KANAL 7'deyken askeri vesayete çok rahatsızlık verdik, çok canlarını sıktık, gözlerine batan çok 'muzırlık'lar yaptık, çok tatlarını kaçırdık.
Onlar da kışlalara, karargahlara ve askeri lojmanlara sokmadılar bizi. Lojmanlardaki ortak antenlerden çıkardılar, kumandalarda yasakladılar. Davalarla, akreditasyon ambargolarıyla, teftişlerle, cezalarla, ekran karartmalarla sıkıştırdılar; ‘irticayla mücadele’ bahanesiyle çok üstümüze geldiler...
Ama uydudan komple atılmadı Kanal 7. El konmadı, başına kayyum
atanmadı. İflahını kesmediler, kesemediler.
Ancak madem, ne bugün o güne benzemektedir.
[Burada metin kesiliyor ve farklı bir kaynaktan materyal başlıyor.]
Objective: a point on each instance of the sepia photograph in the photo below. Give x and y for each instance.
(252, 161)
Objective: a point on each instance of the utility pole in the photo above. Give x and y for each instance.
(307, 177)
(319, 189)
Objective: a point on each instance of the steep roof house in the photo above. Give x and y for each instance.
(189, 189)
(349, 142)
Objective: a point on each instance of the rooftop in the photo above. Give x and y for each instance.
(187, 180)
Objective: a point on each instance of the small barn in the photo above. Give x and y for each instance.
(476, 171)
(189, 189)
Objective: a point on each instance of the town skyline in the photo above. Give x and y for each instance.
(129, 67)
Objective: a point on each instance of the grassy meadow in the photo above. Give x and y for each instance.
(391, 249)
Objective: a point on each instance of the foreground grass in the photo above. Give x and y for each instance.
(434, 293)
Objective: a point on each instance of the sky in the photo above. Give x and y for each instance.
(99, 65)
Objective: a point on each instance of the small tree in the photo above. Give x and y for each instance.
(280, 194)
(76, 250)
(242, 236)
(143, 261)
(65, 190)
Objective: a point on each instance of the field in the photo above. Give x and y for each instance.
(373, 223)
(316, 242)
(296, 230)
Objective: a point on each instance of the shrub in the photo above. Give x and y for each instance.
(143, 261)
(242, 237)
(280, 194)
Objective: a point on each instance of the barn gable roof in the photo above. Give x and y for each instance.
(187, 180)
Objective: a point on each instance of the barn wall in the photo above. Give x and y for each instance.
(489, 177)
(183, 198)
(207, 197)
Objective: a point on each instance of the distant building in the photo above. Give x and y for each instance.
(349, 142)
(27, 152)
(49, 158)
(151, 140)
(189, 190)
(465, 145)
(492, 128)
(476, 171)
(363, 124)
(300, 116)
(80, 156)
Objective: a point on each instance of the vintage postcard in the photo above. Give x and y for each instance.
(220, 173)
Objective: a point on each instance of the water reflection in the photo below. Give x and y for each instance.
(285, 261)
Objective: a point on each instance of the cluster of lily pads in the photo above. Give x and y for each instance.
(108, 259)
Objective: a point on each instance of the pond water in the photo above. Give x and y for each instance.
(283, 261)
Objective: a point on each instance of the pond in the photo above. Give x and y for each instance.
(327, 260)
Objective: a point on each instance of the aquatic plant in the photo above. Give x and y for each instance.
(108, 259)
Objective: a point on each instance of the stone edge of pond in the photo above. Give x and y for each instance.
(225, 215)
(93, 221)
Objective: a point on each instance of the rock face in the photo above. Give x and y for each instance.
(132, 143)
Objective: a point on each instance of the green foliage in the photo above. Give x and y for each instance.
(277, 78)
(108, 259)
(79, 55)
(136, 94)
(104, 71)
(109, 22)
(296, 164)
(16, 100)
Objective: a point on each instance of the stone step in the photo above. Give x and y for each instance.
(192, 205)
Ne seçilmişlerle
yürüyen bugünkü rejim, cuntacılarla yürüyen o günkü vesayet
rejimiyle kıyas edilebilir. Ve ne de Kanal 7’nin o günkü konumuyla
Koza-İpek medyasına halihazırda yöneltilen suçlamalar arasında
herhangi bir ‘paralel’lik kurmak mümkündür...
Üstelik madem geçmişte yapılan haksızlıklar, bugün yapılanlara
haklılık kazandırmaz. Suimisal emsal olmaz, kötü örnek, örnek
değildir...
Öyleyse mukayese etmek gereksiz, yanlış ve yanıltıcıdır deyip hadi
bunu geçiyorum.
* * *
Fakat beni de galiz küfürlerin önüne atan şu örneği alın mesela. Cumhuriyet gazetesinin cumartesi günkü ‘Skandal kayıt’ manşetinin asıl kendisi bir skandaldı.